By Birgitte Svennevig, birs@sdu.dk
Why did you become a researcher?
As a child and teenager, I liked science and technology and I enjoyed reading books, including Jules Verne’s amazing novels on scientific advances and adventures. During my high school biology course, I visited SDU for a week - actually the department where I am now employed - to learn about genetic engineering and laboratory experiments – and I immediately got hooked on cell biology!
Which other career did you consider?
I considered to become an Electrical engineer because I was interested in computers, programming, electronics and gadgets. I was a teenager in the 1980’es when the personal computer became mainstream. I was lucky to be able to combine my interests in both biology and computing during my university studies in Cell biology and Computer science.
What occupies you at the moment?
I am always thinking about the next research questions and generating ideas for experiments to investigate the complex mechanisms in cells and organisms. My students and I recently established a new mass spectrometry technology for imaging of tissues, and we now use it to study human, rat and mouse organs, including brain and kidney. The purpose is to measure and understand changes, caused by disease.
Which question would you really like to find an answer to?
I am fascinated by proteins and how they organize and control all the biochemical processes in our cells, both in health and in disease. I want to understand why so many variants of proteins exist, so called proteoforms, and how they regulate our genes, metabolism and physiology with incredible fidelity and accuracy for years.
What is the biggest breakthrough in your field ever?
The biggest breakthrough in protein science in recent years is the ability to predict the 3-dimensional structure of proteins based on the amino acid sequence, i.e. based on genetic information from genes in our DNA. This 3D structure of proteins is essential for their biological function, making them capable of recognizing each other and interact optimally.
Using artificial intelligence, based on 200.000 known protein structures determined over the last 50 years, it is now possible to generate computer models for all new protein structures from all organisms, including proteins carrying disease causing mutations. This is a prerequisite for understanding biology and developing new pharmaceutical drugs for disease treatment.

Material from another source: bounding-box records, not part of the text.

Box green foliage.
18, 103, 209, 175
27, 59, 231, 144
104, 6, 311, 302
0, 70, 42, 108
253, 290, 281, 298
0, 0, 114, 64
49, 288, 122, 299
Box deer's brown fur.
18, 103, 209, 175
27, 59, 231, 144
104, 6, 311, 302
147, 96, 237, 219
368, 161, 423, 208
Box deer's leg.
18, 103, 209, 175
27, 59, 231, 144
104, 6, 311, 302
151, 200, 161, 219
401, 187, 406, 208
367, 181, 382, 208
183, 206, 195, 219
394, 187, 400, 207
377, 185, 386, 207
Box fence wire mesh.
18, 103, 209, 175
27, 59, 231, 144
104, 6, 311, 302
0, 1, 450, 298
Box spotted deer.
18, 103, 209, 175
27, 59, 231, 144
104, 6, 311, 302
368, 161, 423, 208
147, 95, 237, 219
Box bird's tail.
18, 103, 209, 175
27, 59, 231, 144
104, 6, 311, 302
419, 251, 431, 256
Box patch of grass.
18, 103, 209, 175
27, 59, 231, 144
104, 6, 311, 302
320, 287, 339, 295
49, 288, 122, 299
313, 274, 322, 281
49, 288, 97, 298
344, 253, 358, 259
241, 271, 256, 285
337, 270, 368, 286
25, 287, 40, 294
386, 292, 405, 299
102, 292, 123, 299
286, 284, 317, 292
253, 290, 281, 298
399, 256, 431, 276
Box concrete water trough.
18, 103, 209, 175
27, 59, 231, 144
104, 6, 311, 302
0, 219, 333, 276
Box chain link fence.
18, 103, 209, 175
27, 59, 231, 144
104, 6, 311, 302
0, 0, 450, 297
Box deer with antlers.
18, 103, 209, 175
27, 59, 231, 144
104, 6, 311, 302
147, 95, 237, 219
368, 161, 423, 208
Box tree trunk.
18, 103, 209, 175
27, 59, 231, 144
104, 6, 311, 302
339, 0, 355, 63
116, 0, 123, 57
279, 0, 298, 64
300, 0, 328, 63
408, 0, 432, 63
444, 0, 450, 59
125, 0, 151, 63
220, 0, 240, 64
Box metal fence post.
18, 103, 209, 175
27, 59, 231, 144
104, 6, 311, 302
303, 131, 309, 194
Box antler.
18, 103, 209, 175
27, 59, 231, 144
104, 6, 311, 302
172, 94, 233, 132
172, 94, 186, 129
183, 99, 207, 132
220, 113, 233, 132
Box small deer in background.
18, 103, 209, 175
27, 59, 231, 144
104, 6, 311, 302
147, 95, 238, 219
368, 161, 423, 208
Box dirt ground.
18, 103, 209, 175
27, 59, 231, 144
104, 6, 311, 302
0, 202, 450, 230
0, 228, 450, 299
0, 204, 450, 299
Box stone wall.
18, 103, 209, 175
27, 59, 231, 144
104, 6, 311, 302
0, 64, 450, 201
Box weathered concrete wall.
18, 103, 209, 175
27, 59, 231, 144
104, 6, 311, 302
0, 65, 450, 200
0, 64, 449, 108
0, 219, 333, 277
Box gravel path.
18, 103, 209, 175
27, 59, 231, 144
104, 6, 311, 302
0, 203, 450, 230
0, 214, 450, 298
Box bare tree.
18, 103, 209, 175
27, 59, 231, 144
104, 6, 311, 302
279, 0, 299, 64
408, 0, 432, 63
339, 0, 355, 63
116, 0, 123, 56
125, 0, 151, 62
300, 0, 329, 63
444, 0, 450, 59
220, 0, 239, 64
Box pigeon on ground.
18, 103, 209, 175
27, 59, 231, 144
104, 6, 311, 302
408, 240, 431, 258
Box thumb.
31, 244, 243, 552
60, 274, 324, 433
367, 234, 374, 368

How do you hope that others can benefit from your research?
I hope that others can benefit from the technologies and discoveries that I have contributed to during the years so that they can achieve more accurate results to advance protein science. I hope that my work on post-translational modifications of proteins (proteoforms) will inspire others to pursue that direction of research to better understand how our genes are regulated in health and disease.
Which other research field fascinates you the most?
I am intrigued and fascinated by astronomy and how scientists develop advanced mathematical and physical models for events that took place millions of years ago in far-away galaxies based on today’s highly coordinated large-scale experiments.
What do you have in your office, that most other people don’t?
When I studied in Oregon in the US, I had a car with custom license plates with my name. They are now in my office at SDU as a souvenir and reminder of 4 fantastic years as a PhD student at Oregon State University, Corvallis.
Who do you admire the most?
I admire people who use their dedication, motivation and talent to make a difference in society, sports or science.
What do you do, when you are not researching?
I live with my family on the countryside just outside Odense and I enjoy spending time outdoors to maintain our farm and garden, surrounded by dog, cat, horses and chicken. Touring Fyn and Denmark to visit family and friends, see nice places and visit good restaurants is very enjoyable.